If the stock does not rebound on its support around $187, my projections suggest the most likely short-term price target to be set at $181, $170.50, and successively at 160.60. While I qualify the upside potential at around $210-240, with possible catalysts coming up next, the company will report its Q3 results towards mid-October.
Investors should closely observe the price action and how the stock behaves at the next support and resistance levels, and how an eventual attempt to break under its support is confirmed or rejected, by particularly observing the trading volume in both directions and the relative strength. The stock could continue by forming an extended downtrend and overcoming its low set on June 16, which would lead the stock to price levels not seen since the pandemic lows. If the stock instead rebounds, the next important resistance levels are set by its EMA50, the EMA100, and the ceiling of the trend channel. As the stock just made a gap down, I would put particular attention to the next sessions, and keep my stop-loss tight, to avoid being caught in a continuation of the downtrend.
The bottom line
Technical analysis is not an absolute instrument, but a way to increase investors’ success probabilities and a tool allowing them to be oriented in whatever security. One would not drive towards an unknown destination without consulting a map or using a GPS. I believe the same should be true when making investment decisions. I consider techniques based on the Elliott Wave Theory, as well as likely outcomes based on Fibonacci’s principles, by confirming the likelihood of an outcome contingent on time-based probabilities. The purpose of my technical analysis is to confirm or reject an entry point in the stock, by observing its sector and industry, and most of all its price action. I then analyze the situation of that stock and calculate likely outcomes based on the mentioned theories.
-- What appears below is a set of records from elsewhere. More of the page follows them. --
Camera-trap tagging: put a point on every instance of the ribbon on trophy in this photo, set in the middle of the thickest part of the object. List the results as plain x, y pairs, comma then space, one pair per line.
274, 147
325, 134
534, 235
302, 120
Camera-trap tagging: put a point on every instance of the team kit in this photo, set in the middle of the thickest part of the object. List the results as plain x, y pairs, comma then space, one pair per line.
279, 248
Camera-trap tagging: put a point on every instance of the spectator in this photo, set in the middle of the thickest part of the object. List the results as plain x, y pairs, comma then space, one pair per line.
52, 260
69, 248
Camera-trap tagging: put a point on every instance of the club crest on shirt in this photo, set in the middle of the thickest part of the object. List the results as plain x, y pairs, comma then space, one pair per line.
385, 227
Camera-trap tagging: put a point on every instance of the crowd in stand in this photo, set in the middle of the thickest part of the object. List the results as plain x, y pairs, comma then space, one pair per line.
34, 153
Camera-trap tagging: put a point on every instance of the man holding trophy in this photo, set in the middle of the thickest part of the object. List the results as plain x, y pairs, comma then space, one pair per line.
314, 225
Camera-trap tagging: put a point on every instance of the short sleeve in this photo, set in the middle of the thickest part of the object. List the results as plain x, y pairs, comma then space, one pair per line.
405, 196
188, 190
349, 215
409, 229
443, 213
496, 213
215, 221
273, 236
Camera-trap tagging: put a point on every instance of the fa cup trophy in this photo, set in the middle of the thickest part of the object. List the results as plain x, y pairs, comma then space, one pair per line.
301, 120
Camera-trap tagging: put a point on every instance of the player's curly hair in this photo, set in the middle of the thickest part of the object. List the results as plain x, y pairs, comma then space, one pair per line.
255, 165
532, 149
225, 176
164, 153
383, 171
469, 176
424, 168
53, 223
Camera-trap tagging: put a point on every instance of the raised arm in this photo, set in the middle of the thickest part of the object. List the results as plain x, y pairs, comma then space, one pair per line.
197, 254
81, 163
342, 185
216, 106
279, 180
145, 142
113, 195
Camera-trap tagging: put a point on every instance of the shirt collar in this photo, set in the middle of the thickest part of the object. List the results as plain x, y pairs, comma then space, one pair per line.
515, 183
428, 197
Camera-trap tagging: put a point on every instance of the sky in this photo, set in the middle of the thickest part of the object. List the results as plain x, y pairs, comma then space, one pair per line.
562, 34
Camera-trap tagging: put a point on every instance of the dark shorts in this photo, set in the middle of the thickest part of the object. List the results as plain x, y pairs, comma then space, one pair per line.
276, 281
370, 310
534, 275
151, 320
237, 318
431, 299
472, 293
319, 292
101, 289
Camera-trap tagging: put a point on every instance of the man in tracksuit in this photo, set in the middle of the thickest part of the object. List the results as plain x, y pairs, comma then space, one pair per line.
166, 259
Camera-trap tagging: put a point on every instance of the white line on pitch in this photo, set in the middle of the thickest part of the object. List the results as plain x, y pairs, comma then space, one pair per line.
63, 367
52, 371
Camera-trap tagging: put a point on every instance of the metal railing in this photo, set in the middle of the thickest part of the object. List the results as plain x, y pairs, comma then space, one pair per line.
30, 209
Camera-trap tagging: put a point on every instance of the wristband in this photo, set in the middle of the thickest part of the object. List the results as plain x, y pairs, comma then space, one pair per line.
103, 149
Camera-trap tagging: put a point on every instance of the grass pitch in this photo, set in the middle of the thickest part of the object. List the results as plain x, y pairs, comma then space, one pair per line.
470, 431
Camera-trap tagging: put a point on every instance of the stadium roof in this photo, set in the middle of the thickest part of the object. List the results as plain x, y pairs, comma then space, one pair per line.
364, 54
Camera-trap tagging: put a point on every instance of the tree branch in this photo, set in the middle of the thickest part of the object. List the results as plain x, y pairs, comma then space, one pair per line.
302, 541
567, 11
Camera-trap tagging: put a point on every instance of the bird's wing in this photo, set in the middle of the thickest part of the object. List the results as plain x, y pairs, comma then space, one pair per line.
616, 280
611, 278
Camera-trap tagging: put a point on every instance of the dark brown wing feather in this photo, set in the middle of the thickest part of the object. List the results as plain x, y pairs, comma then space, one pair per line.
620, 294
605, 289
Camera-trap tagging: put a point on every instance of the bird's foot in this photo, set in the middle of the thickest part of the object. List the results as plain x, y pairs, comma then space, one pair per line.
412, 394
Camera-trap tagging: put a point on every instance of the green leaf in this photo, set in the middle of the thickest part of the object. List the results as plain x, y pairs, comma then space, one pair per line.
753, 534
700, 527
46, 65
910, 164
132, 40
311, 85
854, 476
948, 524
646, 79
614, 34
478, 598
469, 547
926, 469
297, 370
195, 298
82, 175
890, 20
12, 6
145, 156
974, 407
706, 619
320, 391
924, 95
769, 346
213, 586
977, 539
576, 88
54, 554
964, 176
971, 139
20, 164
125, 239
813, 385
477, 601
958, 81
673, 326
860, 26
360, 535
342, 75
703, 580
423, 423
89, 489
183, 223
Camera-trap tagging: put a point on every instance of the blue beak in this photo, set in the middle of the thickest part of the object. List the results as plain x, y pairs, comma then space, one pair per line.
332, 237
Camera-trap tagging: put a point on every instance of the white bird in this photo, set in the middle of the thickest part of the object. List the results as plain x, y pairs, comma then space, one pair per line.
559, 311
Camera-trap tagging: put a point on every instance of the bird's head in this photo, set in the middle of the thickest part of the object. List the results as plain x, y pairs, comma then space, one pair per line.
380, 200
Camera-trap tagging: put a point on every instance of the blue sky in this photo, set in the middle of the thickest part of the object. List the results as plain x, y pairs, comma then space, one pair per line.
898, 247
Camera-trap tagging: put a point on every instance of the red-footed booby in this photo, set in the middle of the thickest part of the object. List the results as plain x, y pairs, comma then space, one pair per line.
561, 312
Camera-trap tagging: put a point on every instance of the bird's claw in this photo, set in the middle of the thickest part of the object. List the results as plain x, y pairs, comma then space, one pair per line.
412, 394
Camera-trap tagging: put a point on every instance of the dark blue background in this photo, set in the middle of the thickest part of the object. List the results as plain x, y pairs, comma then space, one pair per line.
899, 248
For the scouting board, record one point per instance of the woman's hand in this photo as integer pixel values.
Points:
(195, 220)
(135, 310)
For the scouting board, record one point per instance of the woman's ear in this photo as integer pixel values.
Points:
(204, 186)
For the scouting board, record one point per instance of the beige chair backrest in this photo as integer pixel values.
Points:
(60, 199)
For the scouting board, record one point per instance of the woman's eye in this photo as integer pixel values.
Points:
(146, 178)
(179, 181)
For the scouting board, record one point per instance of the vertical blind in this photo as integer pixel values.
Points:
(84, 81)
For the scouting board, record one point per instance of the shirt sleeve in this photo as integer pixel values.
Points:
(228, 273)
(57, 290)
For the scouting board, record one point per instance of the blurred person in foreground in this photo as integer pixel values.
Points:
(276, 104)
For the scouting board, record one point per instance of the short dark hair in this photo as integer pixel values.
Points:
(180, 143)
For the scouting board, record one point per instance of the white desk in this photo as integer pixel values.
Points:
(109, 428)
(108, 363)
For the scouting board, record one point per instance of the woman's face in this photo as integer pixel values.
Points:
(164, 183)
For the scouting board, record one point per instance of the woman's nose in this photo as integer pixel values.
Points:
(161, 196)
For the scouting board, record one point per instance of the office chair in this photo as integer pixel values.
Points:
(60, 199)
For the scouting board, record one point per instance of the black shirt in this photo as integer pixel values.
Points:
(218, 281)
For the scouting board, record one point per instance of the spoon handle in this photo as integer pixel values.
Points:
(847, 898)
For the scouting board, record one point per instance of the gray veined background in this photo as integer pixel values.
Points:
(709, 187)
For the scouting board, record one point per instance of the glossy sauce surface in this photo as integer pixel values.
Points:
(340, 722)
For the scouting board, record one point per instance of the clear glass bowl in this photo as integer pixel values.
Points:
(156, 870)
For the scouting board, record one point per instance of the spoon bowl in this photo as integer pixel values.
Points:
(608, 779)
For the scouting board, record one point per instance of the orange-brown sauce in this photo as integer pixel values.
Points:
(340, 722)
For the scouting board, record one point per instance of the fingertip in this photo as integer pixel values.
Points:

As described in my former article, Intuitive Surgical has greatly outperformed the market and its most important competitors in the past years, but its stock has recently severely corrected, and despite bottoming on June 16, the stock is likely heading for more weakness as it is technically. in a very unfavorable situation. While ISRG has shown to be able to quickly retrace from its losses, any breakout attempt was rejected until now, and stronger sell-side volume and negative momentum are building up.
Although a rebound could be possible leading up to the upcoming Q3 earnings release, the stock faces significant overhead resistance, as it would have to overcome not only all its most important trailing averages but also other significant retracement levels and the trend-channel, which has been a major resistance. The next sessions will give more clarity on the stock’s direction, as the downtrend could further be confirmed, by attempting to reach the low set in June, and further lead the stock to price levels between $170 and $181, or in the worst scenario, around $161. Although the stock could attempt to form a bottom as it is also fundamentally fairly priced, the downside risk still outweighs the upside potential, and I continue to qualify the stock as a hold position and would certainly closely manage the risk of more weakness.